Last week, the Department for Education published its long-awaited consultation on primary assessment. For well over a year, the sector has expressed concerns about the extent to which the current assessment arrangements are a valid tool for making judgements about pupils’ and schools’ performance. To the DfE’s credit, it has acknowledged these, and the consultation comes relatively early on in Justine Greening’s tenure – indicating that this is a priority.
The main challenge is securing a reliable starting point for measuring progress in primary school; the consultation proposes moving this from the end of year 2 to early in Reception. The ability to measure progress is a fundamental feature of the school accountability system and, given that accountability is high-stakes in this country, it’s crucial the DfE gets this right. This won’t be an easy task. The potential for measurement errors is particularly great when assessing young children, and outcomes are highly dependent on the specific assessment: last year, the DfE abandoned plans to allow schools to choose from a range of baseline assessments offered by different suppliers due to a lack of comparability. With teacher assessment, there is also a risk that schools will be incentivised to underestimate pupils’ attainment at the baseline stage in order to show a greater level of progress by end of Key Stage 2.
Assessment of very young children remains controversial for other reasons.

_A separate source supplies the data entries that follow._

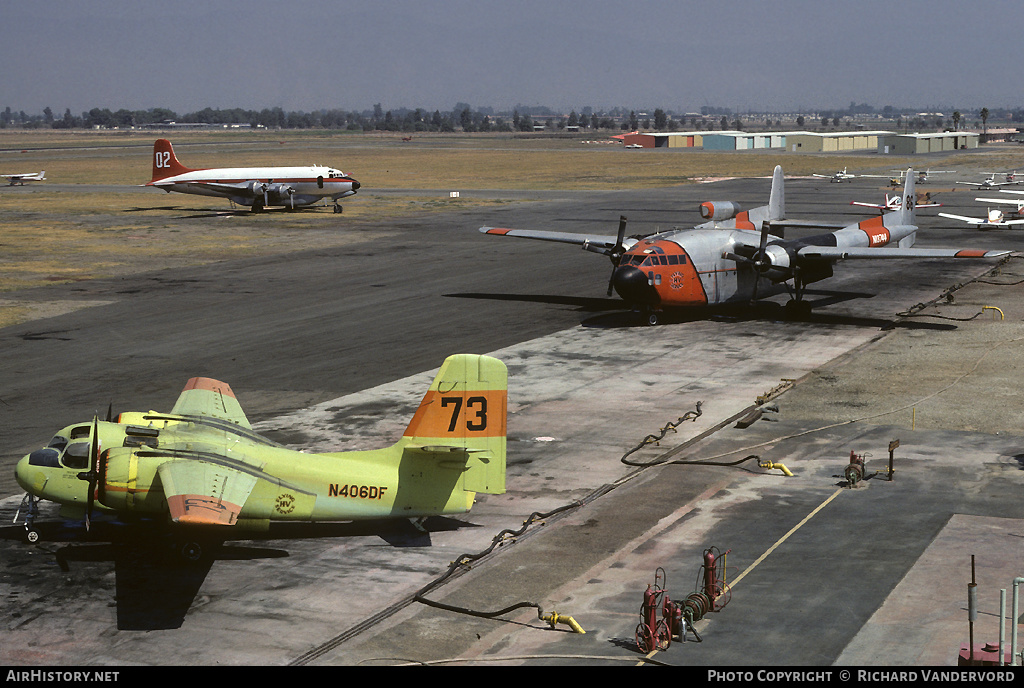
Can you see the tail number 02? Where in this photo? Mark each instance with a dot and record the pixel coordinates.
(477, 403)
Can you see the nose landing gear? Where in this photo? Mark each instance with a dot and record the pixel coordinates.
(30, 505)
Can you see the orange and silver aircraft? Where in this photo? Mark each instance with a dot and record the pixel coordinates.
(22, 178)
(202, 466)
(253, 186)
(735, 258)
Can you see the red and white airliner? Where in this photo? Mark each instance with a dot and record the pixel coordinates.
(253, 186)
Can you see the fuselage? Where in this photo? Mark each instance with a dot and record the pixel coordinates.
(290, 485)
(688, 267)
(271, 185)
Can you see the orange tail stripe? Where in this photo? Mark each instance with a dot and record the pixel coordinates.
(463, 414)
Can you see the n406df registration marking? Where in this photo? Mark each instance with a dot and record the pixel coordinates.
(356, 491)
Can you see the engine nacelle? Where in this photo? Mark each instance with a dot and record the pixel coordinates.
(775, 263)
(720, 210)
(126, 483)
(257, 187)
(280, 192)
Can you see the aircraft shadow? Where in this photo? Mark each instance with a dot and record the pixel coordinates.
(613, 313)
(585, 304)
(156, 585)
(198, 213)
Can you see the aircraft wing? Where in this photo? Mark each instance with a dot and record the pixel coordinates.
(1009, 202)
(595, 243)
(839, 253)
(972, 220)
(200, 492)
(212, 398)
(246, 188)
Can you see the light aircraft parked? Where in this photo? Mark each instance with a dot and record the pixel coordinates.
(254, 186)
(990, 182)
(923, 176)
(995, 219)
(734, 258)
(202, 464)
(1018, 203)
(838, 176)
(22, 178)
(894, 202)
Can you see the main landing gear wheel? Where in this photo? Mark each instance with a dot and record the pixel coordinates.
(795, 308)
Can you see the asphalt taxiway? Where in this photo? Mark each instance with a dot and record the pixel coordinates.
(333, 348)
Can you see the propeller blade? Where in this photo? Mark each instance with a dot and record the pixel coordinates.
(759, 260)
(93, 467)
(616, 253)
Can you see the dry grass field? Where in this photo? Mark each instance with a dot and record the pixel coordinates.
(91, 218)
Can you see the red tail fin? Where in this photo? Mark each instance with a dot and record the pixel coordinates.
(164, 163)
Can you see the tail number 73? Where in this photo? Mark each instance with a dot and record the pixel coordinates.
(477, 403)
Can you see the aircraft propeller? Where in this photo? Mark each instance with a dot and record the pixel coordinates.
(616, 253)
(759, 260)
(92, 475)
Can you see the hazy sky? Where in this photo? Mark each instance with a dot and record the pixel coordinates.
(310, 54)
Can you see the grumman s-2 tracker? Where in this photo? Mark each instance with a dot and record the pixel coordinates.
(739, 256)
(253, 186)
(202, 467)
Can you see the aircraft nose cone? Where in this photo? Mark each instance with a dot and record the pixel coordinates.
(22, 474)
(631, 284)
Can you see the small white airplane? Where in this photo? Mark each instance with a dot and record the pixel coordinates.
(253, 186)
(994, 220)
(990, 182)
(894, 202)
(839, 176)
(22, 178)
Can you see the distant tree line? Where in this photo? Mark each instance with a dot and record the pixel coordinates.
(465, 118)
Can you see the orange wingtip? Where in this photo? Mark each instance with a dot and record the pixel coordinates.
(202, 510)
(209, 384)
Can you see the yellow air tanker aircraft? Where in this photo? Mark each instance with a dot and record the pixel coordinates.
(202, 466)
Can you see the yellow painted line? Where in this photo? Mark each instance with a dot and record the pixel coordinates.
(785, 536)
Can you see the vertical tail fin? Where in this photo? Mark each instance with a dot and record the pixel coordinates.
(776, 200)
(164, 163)
(909, 201)
(464, 414)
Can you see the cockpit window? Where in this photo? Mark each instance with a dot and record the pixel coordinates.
(58, 442)
(76, 456)
(81, 431)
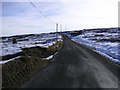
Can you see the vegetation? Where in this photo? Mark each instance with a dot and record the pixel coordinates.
(19, 70)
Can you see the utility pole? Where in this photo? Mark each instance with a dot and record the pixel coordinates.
(56, 31)
(60, 28)
(65, 27)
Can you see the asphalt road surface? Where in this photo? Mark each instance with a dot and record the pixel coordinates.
(76, 66)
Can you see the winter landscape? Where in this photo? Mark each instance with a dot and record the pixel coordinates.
(60, 44)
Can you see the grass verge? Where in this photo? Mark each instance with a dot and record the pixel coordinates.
(16, 72)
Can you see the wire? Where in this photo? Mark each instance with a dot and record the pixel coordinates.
(41, 12)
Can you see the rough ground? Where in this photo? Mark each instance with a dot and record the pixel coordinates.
(76, 66)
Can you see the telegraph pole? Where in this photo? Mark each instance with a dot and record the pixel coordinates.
(56, 31)
(61, 28)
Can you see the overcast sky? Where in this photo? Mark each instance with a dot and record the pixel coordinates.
(22, 17)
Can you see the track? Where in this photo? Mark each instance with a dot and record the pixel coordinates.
(76, 66)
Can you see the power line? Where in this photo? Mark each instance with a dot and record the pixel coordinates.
(41, 12)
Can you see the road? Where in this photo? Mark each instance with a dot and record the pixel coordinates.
(76, 66)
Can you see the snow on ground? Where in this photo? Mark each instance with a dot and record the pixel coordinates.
(5, 61)
(43, 40)
(106, 43)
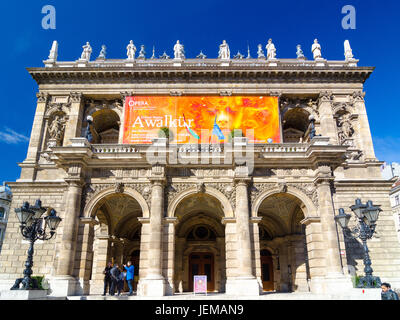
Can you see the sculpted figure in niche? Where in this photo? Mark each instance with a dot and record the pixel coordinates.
(224, 52)
(56, 129)
(345, 127)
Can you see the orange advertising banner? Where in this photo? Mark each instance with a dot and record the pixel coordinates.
(201, 119)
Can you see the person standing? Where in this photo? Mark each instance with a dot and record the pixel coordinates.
(130, 275)
(115, 272)
(107, 278)
(387, 292)
(121, 280)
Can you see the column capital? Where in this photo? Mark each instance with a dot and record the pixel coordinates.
(325, 96)
(76, 97)
(42, 96)
(240, 181)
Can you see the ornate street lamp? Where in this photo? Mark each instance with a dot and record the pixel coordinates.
(34, 227)
(367, 215)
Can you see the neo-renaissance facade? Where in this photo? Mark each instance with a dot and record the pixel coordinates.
(249, 230)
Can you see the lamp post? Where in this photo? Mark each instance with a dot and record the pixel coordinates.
(367, 215)
(32, 229)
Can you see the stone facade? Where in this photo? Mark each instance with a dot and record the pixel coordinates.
(115, 205)
(5, 202)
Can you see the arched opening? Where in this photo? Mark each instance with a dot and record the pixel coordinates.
(295, 125)
(283, 250)
(200, 243)
(117, 236)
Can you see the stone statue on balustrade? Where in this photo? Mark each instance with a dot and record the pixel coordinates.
(316, 50)
(103, 52)
(179, 52)
(299, 53)
(86, 53)
(260, 52)
(131, 51)
(271, 50)
(142, 53)
(56, 130)
(224, 52)
(345, 128)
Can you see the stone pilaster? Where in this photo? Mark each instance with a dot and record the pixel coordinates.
(327, 122)
(28, 171)
(74, 124)
(334, 281)
(65, 281)
(124, 95)
(154, 283)
(245, 282)
(364, 129)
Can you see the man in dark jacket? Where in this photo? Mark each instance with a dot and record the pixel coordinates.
(388, 293)
(115, 272)
(107, 278)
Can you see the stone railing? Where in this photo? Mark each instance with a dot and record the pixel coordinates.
(114, 148)
(285, 147)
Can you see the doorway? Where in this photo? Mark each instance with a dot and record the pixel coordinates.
(267, 271)
(202, 264)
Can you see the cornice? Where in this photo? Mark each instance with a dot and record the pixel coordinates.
(212, 74)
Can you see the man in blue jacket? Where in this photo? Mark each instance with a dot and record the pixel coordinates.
(130, 275)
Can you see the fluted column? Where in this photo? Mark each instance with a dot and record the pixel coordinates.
(327, 122)
(154, 283)
(364, 133)
(65, 282)
(69, 228)
(73, 128)
(28, 171)
(334, 276)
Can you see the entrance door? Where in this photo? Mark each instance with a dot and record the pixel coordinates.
(202, 264)
(267, 271)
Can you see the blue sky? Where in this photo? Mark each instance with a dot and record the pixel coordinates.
(199, 25)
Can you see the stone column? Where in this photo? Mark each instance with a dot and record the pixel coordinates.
(124, 95)
(73, 128)
(28, 171)
(65, 281)
(364, 133)
(169, 253)
(154, 283)
(245, 282)
(100, 259)
(327, 122)
(335, 281)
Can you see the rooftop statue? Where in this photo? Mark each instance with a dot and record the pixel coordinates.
(271, 50)
(299, 53)
(165, 56)
(348, 53)
(260, 52)
(179, 52)
(131, 51)
(201, 55)
(142, 53)
(87, 51)
(316, 50)
(224, 52)
(54, 51)
(103, 52)
(238, 56)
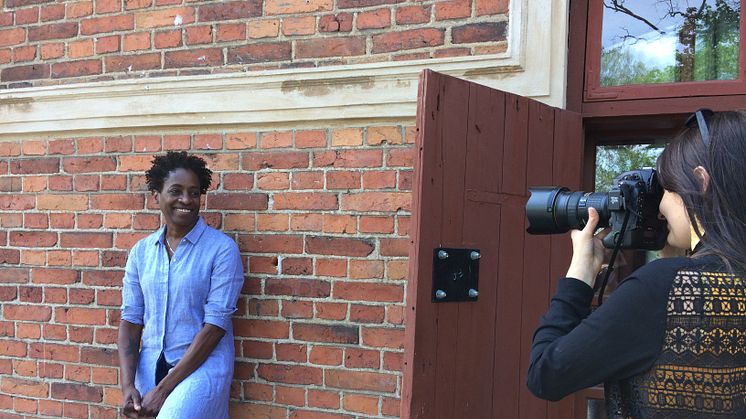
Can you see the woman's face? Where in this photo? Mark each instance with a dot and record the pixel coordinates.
(179, 199)
(679, 227)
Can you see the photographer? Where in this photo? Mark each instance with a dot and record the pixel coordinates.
(671, 340)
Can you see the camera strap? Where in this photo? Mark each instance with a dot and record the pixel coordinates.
(614, 253)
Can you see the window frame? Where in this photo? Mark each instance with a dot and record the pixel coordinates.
(594, 92)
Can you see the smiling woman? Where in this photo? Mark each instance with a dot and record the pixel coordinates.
(180, 289)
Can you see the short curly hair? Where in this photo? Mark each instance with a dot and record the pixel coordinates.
(163, 165)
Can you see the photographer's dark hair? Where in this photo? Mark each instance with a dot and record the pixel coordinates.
(163, 165)
(721, 209)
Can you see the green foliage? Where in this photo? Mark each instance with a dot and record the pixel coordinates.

The perception among many parents is that assessment in a formal way is unnecessary and disrupts the joy of childhood and early learning. While the aim is to identify children who might need additional support, as well as to hold schools to account for the progress made by pupils across the attainment range, this hasn’t always been well-communicated to parents. And schools need to play their part too. I’ve heard countless anecdotes about Year 6 children having to stay behind at school to practise for their Key Stage 2 tests, and head teachers advising parents not to go on holiday over the Easter break.
While these behaviours are unlikely to happen in any Reception class, parents cannot be blamed for wondering whether it’s only a matter of time. Both schools and the DfE need to be clearer about the purpose of early assessment – it’s about ensuring that schools, not four-year-olds, are doing their job properly.